Proposed blivet changes: https://github.com/storaged-project/blivet/pull/1148
it seems a shame to drop the SHA256 support just because tgtd doesn't allow a proper fallback. Is tgtd usage for this in the real world common? I honestly have no idea; as I said I just picked it for the openQA testing as it was there and I could get it to do the job. I'm not stuck on using it for openQA, if there's an alternative. If we're sufficiently worried about real-world use of tgtd with this bug, then okay, makes sense (and makes my life easier). If not, we can look at fixing tgtd/libiscsi to allow a proper fallback, or switching to something else for the openQA tests?
btw, thanks a lot for testing this out and confirming the details! I really appreciate when somebody else does that :D
(In reply to Adam Williamson from comment #8) > it seems a shame to drop the SHA256 support just because tgtd doesn't allow > a proper fallback. Is tgtd usage for this in the real world common? I > honestly have no idea; as I said I just picked it for the openQA testing as > it was there and I could get it to do the job. I'm not stuck on using it for > openQA, if there's an alternative. > > If we're sufficiently worried about real-world use of tgtd with this bug, > then okay, makes sense (and makes my life easier). If not, we can look at > fixing tgtd/libiscsi to allow a proper fallback, or switching to something > else for the openQA tests? Well it's udisks2 in the background doing the heavy lifting through a downstream libiscsi that noone else ships. It's known to be buggy (I'm debugging just another segfault right now), leaking and unsupported. We do plan to improve libopeniscsiusr that is part of the open-iscsi project and port udisks onto. So there's a high chance that the auth fallback might work afterwards. Until then, I suggest to keep the auth alg list minimal for compatibility. I still think only MD5 alone was used until the point we started making changes.
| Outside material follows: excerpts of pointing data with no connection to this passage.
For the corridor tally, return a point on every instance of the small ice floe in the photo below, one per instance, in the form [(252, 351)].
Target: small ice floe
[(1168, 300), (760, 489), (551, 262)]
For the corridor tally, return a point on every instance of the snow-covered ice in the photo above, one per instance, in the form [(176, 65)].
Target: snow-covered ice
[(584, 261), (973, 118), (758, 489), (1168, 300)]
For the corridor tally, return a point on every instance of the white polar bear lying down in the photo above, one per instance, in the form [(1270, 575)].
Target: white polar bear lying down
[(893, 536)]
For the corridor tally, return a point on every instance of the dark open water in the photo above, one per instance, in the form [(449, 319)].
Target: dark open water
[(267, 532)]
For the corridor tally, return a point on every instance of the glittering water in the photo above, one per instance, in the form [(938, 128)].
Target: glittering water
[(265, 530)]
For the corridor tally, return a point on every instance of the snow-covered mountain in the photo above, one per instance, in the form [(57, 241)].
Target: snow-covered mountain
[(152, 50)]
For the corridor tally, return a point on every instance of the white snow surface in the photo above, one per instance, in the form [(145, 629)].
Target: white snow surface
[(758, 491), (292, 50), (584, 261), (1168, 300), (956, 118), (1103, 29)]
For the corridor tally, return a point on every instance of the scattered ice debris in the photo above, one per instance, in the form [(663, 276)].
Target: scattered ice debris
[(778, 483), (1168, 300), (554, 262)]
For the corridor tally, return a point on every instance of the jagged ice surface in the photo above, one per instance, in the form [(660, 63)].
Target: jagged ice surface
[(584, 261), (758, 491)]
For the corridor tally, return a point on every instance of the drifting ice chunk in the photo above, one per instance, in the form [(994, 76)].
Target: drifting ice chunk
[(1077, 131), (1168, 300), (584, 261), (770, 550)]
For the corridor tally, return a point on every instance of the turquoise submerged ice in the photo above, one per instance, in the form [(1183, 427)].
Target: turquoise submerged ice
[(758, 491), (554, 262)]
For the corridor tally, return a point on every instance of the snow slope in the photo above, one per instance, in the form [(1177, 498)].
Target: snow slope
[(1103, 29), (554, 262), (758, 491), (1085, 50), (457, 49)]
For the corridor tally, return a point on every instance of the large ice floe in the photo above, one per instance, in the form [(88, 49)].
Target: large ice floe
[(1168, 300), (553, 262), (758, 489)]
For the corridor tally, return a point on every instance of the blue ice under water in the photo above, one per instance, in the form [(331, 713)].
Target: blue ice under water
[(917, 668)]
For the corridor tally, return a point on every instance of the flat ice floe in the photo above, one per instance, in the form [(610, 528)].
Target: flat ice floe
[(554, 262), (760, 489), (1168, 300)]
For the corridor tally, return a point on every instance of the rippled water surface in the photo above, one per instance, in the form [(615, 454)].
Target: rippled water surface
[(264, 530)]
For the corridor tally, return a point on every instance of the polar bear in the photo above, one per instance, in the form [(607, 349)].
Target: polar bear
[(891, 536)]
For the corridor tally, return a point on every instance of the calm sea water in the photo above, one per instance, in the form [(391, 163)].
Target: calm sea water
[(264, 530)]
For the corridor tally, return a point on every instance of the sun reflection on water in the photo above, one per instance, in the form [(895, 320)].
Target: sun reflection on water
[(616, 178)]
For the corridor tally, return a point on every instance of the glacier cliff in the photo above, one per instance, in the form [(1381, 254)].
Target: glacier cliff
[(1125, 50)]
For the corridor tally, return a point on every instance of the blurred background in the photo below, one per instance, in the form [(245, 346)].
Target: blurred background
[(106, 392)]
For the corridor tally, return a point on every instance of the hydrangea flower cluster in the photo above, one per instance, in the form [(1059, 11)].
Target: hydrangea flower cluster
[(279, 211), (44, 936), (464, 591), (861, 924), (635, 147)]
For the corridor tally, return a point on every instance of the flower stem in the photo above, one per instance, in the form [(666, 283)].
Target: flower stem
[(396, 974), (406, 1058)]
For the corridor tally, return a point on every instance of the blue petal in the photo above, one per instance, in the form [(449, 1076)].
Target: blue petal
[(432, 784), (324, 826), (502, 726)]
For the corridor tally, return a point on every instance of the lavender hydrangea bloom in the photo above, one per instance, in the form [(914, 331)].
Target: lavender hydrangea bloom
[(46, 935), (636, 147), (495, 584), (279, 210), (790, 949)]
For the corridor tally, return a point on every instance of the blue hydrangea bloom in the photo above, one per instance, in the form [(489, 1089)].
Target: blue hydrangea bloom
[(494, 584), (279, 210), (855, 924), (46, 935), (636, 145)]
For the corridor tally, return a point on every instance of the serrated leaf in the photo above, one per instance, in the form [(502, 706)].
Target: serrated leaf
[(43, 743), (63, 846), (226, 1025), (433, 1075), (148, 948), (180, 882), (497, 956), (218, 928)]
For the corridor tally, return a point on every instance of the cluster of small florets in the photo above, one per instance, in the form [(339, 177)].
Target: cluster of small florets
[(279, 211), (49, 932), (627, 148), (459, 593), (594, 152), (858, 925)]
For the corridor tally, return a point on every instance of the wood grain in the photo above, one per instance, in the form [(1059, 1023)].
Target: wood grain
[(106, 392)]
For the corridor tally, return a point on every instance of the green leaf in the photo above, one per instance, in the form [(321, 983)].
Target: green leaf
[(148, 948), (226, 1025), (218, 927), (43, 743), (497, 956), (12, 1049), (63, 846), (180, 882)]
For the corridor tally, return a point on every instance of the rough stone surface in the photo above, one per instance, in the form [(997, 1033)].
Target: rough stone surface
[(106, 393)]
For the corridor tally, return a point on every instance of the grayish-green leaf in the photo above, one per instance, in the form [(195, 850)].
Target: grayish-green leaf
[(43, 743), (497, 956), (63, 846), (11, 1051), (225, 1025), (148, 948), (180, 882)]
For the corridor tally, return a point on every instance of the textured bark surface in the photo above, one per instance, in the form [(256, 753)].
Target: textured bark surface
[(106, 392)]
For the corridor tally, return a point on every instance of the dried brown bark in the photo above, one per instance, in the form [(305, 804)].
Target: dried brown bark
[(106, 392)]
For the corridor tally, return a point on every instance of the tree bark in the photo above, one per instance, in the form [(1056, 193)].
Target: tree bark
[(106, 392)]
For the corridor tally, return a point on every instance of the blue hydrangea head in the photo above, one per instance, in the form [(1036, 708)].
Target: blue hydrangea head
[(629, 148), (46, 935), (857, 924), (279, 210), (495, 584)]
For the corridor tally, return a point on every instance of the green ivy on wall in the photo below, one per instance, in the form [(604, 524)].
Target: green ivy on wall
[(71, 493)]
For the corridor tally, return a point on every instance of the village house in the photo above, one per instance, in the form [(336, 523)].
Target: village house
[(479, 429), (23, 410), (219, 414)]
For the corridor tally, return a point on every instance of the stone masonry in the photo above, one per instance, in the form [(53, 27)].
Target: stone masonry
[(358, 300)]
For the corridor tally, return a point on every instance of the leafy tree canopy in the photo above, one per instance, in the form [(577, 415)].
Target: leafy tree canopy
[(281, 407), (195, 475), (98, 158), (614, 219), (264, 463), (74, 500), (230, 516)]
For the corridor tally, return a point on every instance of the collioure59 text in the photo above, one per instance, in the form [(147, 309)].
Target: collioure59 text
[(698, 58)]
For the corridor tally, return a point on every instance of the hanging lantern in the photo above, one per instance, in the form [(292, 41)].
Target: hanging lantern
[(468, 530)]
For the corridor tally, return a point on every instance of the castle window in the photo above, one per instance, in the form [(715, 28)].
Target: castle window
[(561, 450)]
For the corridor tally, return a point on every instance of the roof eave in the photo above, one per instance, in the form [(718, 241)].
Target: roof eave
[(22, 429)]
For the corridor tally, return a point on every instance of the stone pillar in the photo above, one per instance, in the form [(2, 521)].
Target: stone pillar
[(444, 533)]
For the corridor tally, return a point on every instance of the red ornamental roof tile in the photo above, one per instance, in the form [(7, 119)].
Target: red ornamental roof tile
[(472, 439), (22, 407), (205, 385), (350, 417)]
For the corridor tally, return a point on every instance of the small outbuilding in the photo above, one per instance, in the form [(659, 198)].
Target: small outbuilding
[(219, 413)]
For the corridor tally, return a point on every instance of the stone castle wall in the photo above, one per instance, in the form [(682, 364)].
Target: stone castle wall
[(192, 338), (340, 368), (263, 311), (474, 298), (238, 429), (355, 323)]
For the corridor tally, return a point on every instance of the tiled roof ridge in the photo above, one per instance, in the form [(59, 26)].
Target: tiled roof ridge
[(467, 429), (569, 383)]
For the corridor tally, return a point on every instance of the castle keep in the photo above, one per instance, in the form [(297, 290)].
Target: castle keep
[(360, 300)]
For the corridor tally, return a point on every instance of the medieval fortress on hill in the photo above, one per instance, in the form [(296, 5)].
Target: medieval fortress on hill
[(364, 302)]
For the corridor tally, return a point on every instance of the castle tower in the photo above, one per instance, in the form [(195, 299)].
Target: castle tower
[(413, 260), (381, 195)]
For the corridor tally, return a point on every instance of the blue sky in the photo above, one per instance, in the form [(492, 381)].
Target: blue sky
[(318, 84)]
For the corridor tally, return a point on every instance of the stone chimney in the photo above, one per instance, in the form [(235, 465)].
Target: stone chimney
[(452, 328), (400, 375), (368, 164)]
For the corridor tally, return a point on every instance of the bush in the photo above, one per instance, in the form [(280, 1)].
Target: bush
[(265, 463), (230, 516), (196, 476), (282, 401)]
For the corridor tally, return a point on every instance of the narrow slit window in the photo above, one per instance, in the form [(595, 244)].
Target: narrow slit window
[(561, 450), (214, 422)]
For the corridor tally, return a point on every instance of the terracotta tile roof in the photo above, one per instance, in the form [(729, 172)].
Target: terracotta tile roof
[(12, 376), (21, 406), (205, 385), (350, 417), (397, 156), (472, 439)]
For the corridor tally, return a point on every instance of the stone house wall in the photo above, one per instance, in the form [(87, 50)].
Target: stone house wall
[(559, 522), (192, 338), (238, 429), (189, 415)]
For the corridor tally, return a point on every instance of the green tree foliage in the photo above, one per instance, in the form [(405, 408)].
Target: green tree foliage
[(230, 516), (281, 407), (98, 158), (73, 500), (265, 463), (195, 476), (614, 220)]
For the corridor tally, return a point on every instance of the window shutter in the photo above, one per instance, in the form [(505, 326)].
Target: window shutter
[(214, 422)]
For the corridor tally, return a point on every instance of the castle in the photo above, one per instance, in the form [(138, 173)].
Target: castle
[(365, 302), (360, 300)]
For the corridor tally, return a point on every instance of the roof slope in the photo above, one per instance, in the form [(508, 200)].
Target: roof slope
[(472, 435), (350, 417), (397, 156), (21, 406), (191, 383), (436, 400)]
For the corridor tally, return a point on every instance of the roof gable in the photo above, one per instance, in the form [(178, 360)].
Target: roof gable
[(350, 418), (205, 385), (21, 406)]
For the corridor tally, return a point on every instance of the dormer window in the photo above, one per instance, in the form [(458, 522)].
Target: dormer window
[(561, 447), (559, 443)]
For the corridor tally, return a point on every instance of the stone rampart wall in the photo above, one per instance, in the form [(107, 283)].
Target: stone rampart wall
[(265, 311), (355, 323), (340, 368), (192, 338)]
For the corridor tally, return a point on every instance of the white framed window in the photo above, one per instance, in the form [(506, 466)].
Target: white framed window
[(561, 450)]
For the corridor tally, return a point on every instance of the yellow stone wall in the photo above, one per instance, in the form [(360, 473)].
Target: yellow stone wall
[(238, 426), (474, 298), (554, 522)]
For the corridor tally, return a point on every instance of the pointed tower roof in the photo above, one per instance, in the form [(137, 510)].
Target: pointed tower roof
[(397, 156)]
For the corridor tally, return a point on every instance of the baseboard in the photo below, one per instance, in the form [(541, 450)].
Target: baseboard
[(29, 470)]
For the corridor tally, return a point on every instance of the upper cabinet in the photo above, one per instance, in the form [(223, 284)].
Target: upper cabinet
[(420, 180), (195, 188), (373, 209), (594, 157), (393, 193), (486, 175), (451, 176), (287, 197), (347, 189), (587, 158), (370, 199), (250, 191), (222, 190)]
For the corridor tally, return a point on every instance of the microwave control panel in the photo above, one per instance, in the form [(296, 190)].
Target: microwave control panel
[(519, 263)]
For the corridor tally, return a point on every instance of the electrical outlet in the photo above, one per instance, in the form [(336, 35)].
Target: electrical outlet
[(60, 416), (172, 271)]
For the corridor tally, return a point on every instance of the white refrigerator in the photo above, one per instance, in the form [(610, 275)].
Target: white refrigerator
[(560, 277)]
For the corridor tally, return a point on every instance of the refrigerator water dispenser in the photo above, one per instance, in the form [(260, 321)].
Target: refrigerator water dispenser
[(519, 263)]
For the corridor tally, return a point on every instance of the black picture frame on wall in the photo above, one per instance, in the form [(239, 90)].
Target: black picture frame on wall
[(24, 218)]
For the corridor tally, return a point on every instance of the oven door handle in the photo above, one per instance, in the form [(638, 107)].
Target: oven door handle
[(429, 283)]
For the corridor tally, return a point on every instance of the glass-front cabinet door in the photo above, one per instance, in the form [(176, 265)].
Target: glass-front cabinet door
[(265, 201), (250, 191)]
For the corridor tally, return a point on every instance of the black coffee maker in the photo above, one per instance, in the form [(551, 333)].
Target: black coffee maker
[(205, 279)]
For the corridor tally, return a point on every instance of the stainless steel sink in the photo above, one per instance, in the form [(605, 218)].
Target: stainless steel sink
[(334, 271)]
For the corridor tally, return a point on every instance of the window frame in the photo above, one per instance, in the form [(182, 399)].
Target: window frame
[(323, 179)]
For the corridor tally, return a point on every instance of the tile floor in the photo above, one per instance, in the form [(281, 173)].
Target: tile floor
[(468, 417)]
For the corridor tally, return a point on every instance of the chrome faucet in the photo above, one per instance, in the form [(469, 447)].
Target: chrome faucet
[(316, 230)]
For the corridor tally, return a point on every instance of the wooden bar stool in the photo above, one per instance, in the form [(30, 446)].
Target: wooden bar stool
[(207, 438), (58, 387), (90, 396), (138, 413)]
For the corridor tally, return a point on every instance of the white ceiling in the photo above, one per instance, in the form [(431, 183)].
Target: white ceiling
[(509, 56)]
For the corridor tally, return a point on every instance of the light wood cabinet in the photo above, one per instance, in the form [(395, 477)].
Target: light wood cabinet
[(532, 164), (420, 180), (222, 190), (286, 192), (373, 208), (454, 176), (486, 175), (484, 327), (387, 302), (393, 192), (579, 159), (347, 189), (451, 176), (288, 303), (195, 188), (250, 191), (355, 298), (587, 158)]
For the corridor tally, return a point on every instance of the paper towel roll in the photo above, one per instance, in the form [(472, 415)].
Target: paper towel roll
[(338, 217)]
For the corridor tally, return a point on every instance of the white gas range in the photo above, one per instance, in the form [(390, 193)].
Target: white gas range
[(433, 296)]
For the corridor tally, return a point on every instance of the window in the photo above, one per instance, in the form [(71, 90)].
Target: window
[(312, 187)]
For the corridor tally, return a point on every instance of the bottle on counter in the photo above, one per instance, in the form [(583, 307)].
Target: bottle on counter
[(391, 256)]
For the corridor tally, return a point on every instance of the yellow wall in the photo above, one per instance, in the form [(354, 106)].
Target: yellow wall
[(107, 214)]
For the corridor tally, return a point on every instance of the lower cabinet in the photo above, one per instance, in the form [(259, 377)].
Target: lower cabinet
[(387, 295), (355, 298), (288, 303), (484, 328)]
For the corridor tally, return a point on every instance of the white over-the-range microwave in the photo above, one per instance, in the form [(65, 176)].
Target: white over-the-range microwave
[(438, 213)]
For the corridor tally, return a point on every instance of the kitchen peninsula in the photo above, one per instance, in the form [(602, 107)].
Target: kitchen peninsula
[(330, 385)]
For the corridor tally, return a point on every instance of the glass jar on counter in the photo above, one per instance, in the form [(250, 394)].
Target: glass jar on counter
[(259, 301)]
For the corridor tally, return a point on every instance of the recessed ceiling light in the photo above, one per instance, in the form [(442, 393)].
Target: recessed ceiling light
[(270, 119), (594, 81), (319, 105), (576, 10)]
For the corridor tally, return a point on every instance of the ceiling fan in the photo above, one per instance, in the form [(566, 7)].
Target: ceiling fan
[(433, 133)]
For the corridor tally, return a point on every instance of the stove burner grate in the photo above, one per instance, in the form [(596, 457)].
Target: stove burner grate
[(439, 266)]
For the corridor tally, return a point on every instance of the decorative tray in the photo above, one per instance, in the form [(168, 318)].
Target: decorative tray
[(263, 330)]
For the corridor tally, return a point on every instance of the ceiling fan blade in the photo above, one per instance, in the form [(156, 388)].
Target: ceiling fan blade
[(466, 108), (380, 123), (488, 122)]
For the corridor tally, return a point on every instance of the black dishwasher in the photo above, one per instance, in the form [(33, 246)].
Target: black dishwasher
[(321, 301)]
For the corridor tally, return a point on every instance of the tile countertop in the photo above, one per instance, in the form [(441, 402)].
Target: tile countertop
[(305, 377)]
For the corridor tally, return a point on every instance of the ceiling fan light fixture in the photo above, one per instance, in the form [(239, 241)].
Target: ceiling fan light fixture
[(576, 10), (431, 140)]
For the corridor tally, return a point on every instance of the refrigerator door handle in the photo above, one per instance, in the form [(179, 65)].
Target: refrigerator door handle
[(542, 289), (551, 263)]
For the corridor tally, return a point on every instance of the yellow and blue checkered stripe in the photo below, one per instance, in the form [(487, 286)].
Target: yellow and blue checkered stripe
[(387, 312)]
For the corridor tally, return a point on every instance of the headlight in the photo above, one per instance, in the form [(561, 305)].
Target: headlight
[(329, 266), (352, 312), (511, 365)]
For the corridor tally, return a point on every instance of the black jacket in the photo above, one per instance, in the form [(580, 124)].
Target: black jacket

In any case, if you do plan some FIPS testing, you'd find soon enough.
that makes sense. yes, it was MD5 only before, so SHA1 then MD5 is still an improvement, just SHA256 would be nicer :D but given the info on libiscsi, I agree it makes sense to just go with SHA1->MD5 for now and re-evaluate after the port is done.
This is merged now, so marking POST.
Included in python-blivet-3.8.1-1.fc39: * Thu Aug 03 2023 Vojtech Trefny <vtrefny> - 3.8.1-1 - Ignore new false positives with the latest pylint (vtrefny) - iscsi: Rename storaged to udisks (tbzatek) - iscsi: Rework UDisks iscsi module activation (tbzatek) - iscsi: Make sure to modprobe iscsi_ibft (tbzatek) - iscsi: Downgrade default CHAP auth algs to SHA1,MD5 (tbzatek) - iscsi: Save firmware initiator name to /etc/iscsi/initiatorname.iscsi (vtrefny) - spec: Bump release to 99 to be always ahead of Fedora in nightly (vtrefny) - tests: Improve iscsi_test.ISCSITestCase (vtrefny) - Make sure that LUKS.has_key always returns a boolean value (vtrefny) - Squashed 'translation-canary/' changes from d6a40985..5bb81253 (vtrefny) - Add btrfs subvolume specification to devicetree.resolve_device (vtrefny) - Revert "Makefile cleanup" (vtrefny) A couple more iscsi-related changes are included in that build, feel free to report any discrepancies.